3. Metabolic disorders

• Hypernephroma

• Bronchogenic sarcoma

• Nelson's syndrome

• MEN-1

• Chronic renal failure

• Addison's disease1

• Cushing's syndrome

• Cirrhosis

4. Medicines

• Antidepressants

- amocapine

- Imipramine

- Amitriptyline

• Anesthetics

• Alpha methyldopa

• Dopamine antagonists

- Piperazine

- Thioxanthine

- Buterphenon

- Piperidine

- Dibenzoxapine

- Dihydrondolone

- Procanamide

- Metoclopramide

• Estrogen and POPs

• Verapamil

• Reserpine

• Cimetidine

• Sulpiride

The most common cause of hyperprolactinemia in practice is drug use.

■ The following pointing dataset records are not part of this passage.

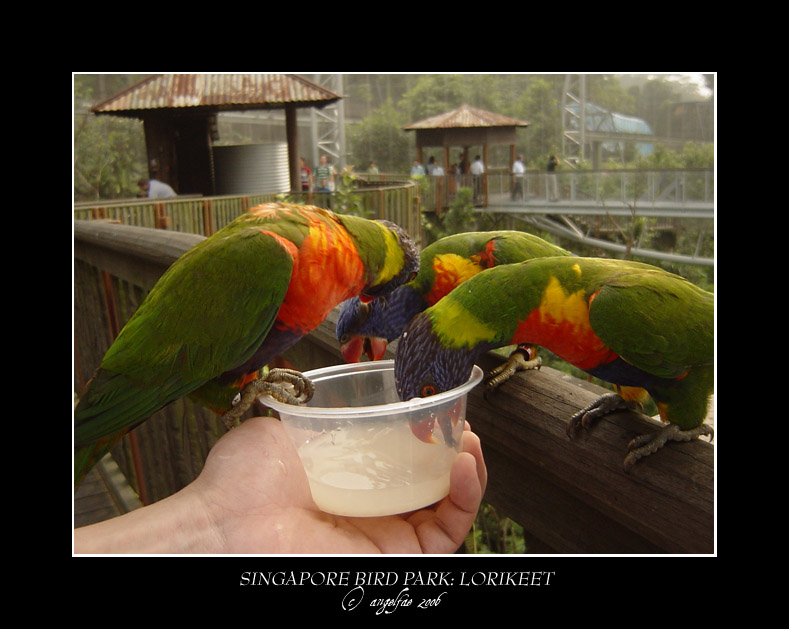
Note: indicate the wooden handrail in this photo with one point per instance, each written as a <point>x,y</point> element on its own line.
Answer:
<point>570,495</point>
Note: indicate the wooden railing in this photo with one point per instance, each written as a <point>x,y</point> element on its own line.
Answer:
<point>631,186</point>
<point>396,200</point>
<point>571,496</point>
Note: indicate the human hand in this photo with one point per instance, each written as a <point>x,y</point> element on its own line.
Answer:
<point>253,497</point>
<point>257,490</point>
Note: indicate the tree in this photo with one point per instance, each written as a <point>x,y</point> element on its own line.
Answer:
<point>380,138</point>
<point>109,152</point>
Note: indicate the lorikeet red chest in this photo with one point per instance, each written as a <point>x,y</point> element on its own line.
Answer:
<point>326,270</point>
<point>561,323</point>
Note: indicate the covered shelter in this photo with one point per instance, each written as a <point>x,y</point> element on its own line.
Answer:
<point>465,127</point>
<point>179,118</point>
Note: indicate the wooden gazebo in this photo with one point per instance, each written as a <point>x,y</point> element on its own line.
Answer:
<point>179,112</point>
<point>465,127</point>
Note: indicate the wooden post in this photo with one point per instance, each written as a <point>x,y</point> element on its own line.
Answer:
<point>208,217</point>
<point>161,220</point>
<point>291,130</point>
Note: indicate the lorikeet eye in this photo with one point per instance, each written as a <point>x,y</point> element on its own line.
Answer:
<point>428,390</point>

• Approximately 1:3 of the cases are idiopathic. Approximately 35% of hyperprolactinemias have pituitary adenoma and 35% have primary hypothyroidism (In these patients, increased TRH secretion reduces the dopamine effect in the hypothalamus and leads to an increase in PRL release.


Clinic

• Galactorrhea is seen in 2:3 of hyperprolactinemias. Amenorrhea and infertility occur due to anovulation caused by hyperprolactinemia. Amenorrhea can be seen in 15% of cases without galactorrhea. Galactorrhea + amenorrhea

2/3 of those have hyperprolactinemia. 1/3 of them have prolactinoma.

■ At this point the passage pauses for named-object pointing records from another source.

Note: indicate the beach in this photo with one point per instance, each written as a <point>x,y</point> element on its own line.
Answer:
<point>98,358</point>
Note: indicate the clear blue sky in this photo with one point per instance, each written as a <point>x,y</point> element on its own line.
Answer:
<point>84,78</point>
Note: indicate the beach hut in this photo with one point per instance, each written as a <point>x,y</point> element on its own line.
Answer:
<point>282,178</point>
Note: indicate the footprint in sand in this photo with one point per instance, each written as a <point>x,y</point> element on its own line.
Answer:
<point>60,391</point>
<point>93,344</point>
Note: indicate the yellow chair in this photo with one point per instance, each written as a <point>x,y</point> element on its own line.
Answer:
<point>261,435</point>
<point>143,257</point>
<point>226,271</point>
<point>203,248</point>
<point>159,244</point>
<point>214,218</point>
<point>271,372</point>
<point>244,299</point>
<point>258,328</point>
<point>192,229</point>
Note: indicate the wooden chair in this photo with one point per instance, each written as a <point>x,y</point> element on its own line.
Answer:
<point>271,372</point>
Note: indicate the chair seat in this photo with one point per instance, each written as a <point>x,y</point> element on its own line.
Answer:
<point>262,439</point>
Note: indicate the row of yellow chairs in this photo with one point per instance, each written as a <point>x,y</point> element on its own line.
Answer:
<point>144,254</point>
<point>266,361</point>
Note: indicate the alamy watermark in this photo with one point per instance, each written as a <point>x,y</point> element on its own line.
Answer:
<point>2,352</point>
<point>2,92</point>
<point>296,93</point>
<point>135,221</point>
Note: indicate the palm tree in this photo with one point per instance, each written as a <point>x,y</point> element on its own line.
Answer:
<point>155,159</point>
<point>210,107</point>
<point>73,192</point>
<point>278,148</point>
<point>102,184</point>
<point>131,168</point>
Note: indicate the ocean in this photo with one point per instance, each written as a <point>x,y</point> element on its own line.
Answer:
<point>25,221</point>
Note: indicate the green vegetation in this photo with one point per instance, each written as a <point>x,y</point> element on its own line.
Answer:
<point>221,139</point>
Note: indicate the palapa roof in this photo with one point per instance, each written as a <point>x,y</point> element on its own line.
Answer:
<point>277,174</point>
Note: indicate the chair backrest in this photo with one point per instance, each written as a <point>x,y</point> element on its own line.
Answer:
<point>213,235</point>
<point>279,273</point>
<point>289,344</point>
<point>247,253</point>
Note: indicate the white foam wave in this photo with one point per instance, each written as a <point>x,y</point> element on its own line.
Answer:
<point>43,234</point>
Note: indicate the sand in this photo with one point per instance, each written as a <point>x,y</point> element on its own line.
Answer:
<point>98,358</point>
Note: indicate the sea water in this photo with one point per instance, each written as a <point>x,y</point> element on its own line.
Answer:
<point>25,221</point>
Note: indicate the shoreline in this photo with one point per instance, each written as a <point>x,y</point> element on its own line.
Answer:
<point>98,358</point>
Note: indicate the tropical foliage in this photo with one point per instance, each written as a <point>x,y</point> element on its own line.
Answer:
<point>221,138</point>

Effects of hyperprolactinemia on reproductive functions

1. Decrease in granulosa cell count and FSH binding

2. Suppression of pulsatile release of GnRH from the hypothalamus (basis of anovulation)

3. Inhibition of estradiol production from granulosa cell

4. Inadequate luteinization

5. Decrease in progesterone secretion


• Prolactin binds to its receptors on the adrenal gland, causing mild adrenal stimulation and also increases DHEA-S. Increased DHEA-S level leads to hirsutism. Since it blocks the conversion of prolactin T to DHT, its clinical manifestations remain mild despite increased androgen production.


Early-onset hyperprolactinemia can lead to puberty tarda.


• Situations where prolactin should be measured:

► Infertile women and hypogonadotropic infertile men

► Amenorrhea

► Galactorrhea

► Hirsutism with amenorrhea

► Anovulatory bleeding

► Puberty tarda


Diagnosis

• A high serum PRL level in two separate measurements makes the diagnosis and the diagnostic algorithm is as follows:

► Pregnancy and lactation are excluded.

► Medications taken are questioned.

► TSH is measured in all hyperprolactinemia cases to rule out hypothyroidism.

► Pituitary MRI is applied to rule out prolactinoma.

► If no cause is found, idiopathic diagnosis is made.


Treatment

• The treatment to be offered to the patients should be planned according to the clinical complaint. Complaints can be corrected with dopamine agonist agents.

Dopamine agonists (ergot alkaloids)

1. Bromocriptine

2. Cabergoline

3. Methergolin

4. Pergolide

5. Lysuride


• The first treatment option in microadenomas and macroadenomas should always be a medical approach. Other treatment options for macroadenomas are transsphenoidal excision and radiotherapy.

• Adenoma may enlarge during pregnancy. It is meaningless to measure PRL in the follow-up of pregnancy and pituitary adenoma cases (physiologically, PRL increases 10 times during pregnancy). For this reason, pregnant women are followed by visual field measurement, and if there is a change, pituitary MRI is applied. Bromocriptine can be used if needed.

The most suitable agent in pregnancy is bromocriptine. Pituitary adenoma is not a contraindication for pregnancy and lactation.